Die Ausstellung wurde seit 2001 zur Eröffnung des Neubaus der Akademie am Pariser Platz geplant und mit großen Erwartungen und Hindernissen begleitet. In den containermäßigen Ausstellungsräumen des transparenten und hellen Gebäudes werden die weniger klimaempfindlichen Werke gezeigt: Neben Videos zum „Körper im Raum“ von Gary Hill, Trisha Brown und Tadeusz Kantor, geht es um „fiktiven Raum“ mit Arbeiten von Thomas Demand, Hiroshi Sugimoto, Santiago Sierra, Dieter Appelt und Constant, und schließlich wird der „reale“ statt des Kunstraums thematisiert mit Beispielen von Piet Mondrian, Edward Krasínski, Chris Newman, Bridget Riley, Fred Sandback und Louise Bourgeois.

Jedoch gelingt es nur wenigen Werken, Raumempfinden und Wahrnehmung so zu bewegen, dass der Ort zweitrangig wird.
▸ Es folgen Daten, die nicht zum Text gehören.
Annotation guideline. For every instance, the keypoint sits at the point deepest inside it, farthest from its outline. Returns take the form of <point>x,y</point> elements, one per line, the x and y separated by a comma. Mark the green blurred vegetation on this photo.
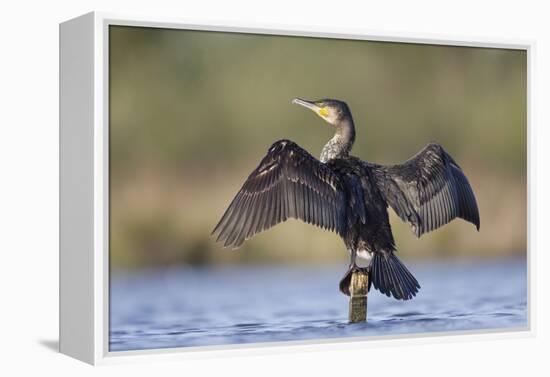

Sinnfällig ist das im letzten, hohen weißen Raum am Kontrast der wandgroßen „Composition with Circles“ von Bridget Riley 2005 zu zwei leichten Eisendrahtskulpturen von Fred Sandback von 1968. Diese Stücke brauchen Halt an der Wand, um nicht umzufallen. Rileys Werk hält man dagegen für hängend verschränkte Ringe, die erst kurz davor als gemalte Kreise enttäuschen. Ihr gelingt Raumillusion am Kunstort, während der umgekehrte Versuch, Kunstorte zu fingieren, meist an der Realität scheitert. Das wird deutlich am, mit den bunten Original- Rechtecken angedeuteten, Nachbau von Piet Mondrians letztem Atelier 1944 in New York, und an Thomas Demands „Space Simulator“ 2003, der Riesen-Fotographie seines Nachbaus eines Apollo-Raumkapsel-Simulators nach NASA-Fotos. Die geläufigen Medienbilder von Raumflug-Kapseln erzeugen stärkere innere Raumbilder als diese Nachbau-Fiktion. Und die Fotos von Mondrians echtem Atelier sind viel stärker als der Nachbau und sprechen für Alexander Calders Vorschlag 1930, jene Rechtecke beweglich zu machen (Katalog, S.190).

Zu den Videos und Filmen ist zu sagen, dass die aufwändigen Großformate Trisha Browns und Gary Hills zwar auf den ersten Blick Effekt machen, aber ihre Kunstgriffe (alpine Seiltechnik bzw. Stroboskop-Flash) rasch durchschaut sind und die Sachen dann langweilen. Auch die düsteren, pseudoauratischen Fotos ausgelichteter Kinosäle von Hiroshi Sugimoto sind Beispiele jener stark überschätzten Effektkunst „mit nur einer Botschaft“(Robert Spaemann), die in diesem Fall jeder Hobbyfotograf kennt, dass nämlich bei Endlosbelichtung alles in weißem Licht verschwindet. Spannend ist dagegen die Foto-Filmmontage „Forth Bridge“ von Dieter Appelt (2004), die mit schnellen, ruckhaften Bildwechseln und dem Fahrgeräusch langer Güterzüge die schwindelerregende Aura der alten, riesigen Eisenbahnbrücke einfängt. Auch „Kantor ist da“ (1968), eine virtuose Kreisfahrt der Kamera um den eine Frau auf einem Podest umtanzenden Tadeusz Kantor, die er mit Endlosstoff zur Statue verpackt, bringt das Raumgefühl in Schwung und zieht in die Arena hinein. Kantors und Appelts Filme sind als Filme konzipiert und nicht Video-Dokumentationen einer Aktion. Das ist ein wesentlicher Unterschied, wie zwischen Bild und Abbild, Werk und Katalog, Inszenierung und Textheft.

Sympathisch und anregend an dieser sorgfältigen, vielseitigen Ausstellung und dem lesens- und sehenswerten Katalog ist, dass solche Unterschiede klar werden, die Thematik ernst genommen wird und sich selbst fragwürdig bleibt.

Hervorragender, wissenschaftlichen und Schmökerkriterien genügender Katalog, hg. von Matthias Flügge, Robert Kudielka und Angela Lammert für die Akademie der Künste, Berlin. Verlag für moderne Kunst Nürnberg 2007, 386 S., 39 Euro.